# Thrift wins out over romance



## Karen Mc Dougal (18 Sep 2003)

By : Angela Henshall

Being able to manage money makes people more attractive to the opposite sex than good dress sense or owning your own home, according to Halifax research. 
Ninety-one per cent rank a good personality as the most appealing characteristic in a potential partner, followed by 89 per cent who rate a good sense of humour highly. 
Skill with personal finances ranks alongside good looks and physical attractiveness at 65 per cent. A frugal attitude to money is admired but ostentatious displays of wealth and a big bank account were voted a turn-off. 
Sixty per cent cite a person with no big debts as very important factor when choosing a partner. 
Men place greater importance on dress sense and good looks while women are more interested in work ethic, stable income and a good job.

Source : Money Marketing


----------



## piggy (18 Sep 2003)

Then I guess my private yacht, house on Shrewsbury and Ferrari won't get me anywhere with the ladies


----------



## sueellen (19 Sep 2003)

*"Then I guess my private yacht, house on Shrewsbury and Ferrari won't get me anywhere with the ladies"* 

Definitely not.  Its your great parrot jokes and obsession with alcohol that obviously attracts them :lol


----------



## piggy (19 Sep 2003)

*Its your great parrot jokes and obsession with alcohol that obviously attracts them* 

Alcohol fuelled Parrots...now there's an idea


----------



## Q (19 Sep 2003)

*Comment*

"Being able to manage money "

Is that a new fragrance..


----------



## ClubMan (25 Sep 2003)

*Re: Comment*

So that's what the ladies mean when they say that they like a man with a large packet?! :lol


----------



## piggy (25 Sep 2003)

*Re: Comment*

I have a large parrot!!!...oh right...you said large _packet_ :lol


----------



## mo3art (2 Nov 2004)

*Re: Comment*

Not unless you're playing Monopoly ;-)


----------



## daltonr (3 Nov 2004)

I'm always amazed that researchers can pinpoint the things that women are looking for in a man, when women themselves don't seem capable to pinpointing what they're looking for in a pair of shoes.

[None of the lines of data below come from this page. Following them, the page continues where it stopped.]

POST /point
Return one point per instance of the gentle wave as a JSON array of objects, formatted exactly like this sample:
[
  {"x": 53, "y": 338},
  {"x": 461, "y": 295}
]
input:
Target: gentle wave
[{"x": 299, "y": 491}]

> Then I guess my private yacht, house on Shrewsbury and Ferrari won't get me anywhere with the ladies



But do you really want to spend the rest of your life with a woman who doesn't appreciate a Ferrari?

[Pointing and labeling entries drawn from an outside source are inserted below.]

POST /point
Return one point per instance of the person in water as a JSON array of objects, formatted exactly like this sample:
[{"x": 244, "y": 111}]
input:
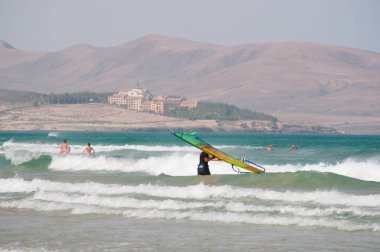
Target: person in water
[
  {"x": 89, "y": 150},
  {"x": 293, "y": 147},
  {"x": 65, "y": 147},
  {"x": 203, "y": 168}
]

For more on what interests women, check out Bill Hicks talking about Death Row Inmates getting marriage proposals.

-Rd


----------



## piggy (3 Nov 2004)

*But do you really want to spend the rest of your life with a woman who doesn't appreciate a Ferrari?*

This post was such a long time ago now...

...but to answer that question...

...I could never love a woman who did not love me for my ferrari. 

Sure they must be all mad anyway. If I was a woman I would not want to sleep beside something that was hairy, snored a lot and got excited at the drop of a hat


----------



## rainyday (4 Nov 2004)

> something that was hairy, snored a lot and got excited at the drop of a hat


Sounds like a slobbery oul red setter....


----------



## piggy (4 Nov 2004)

*Sounds like a slobbery oul red setter....*

I've been called worse.


----------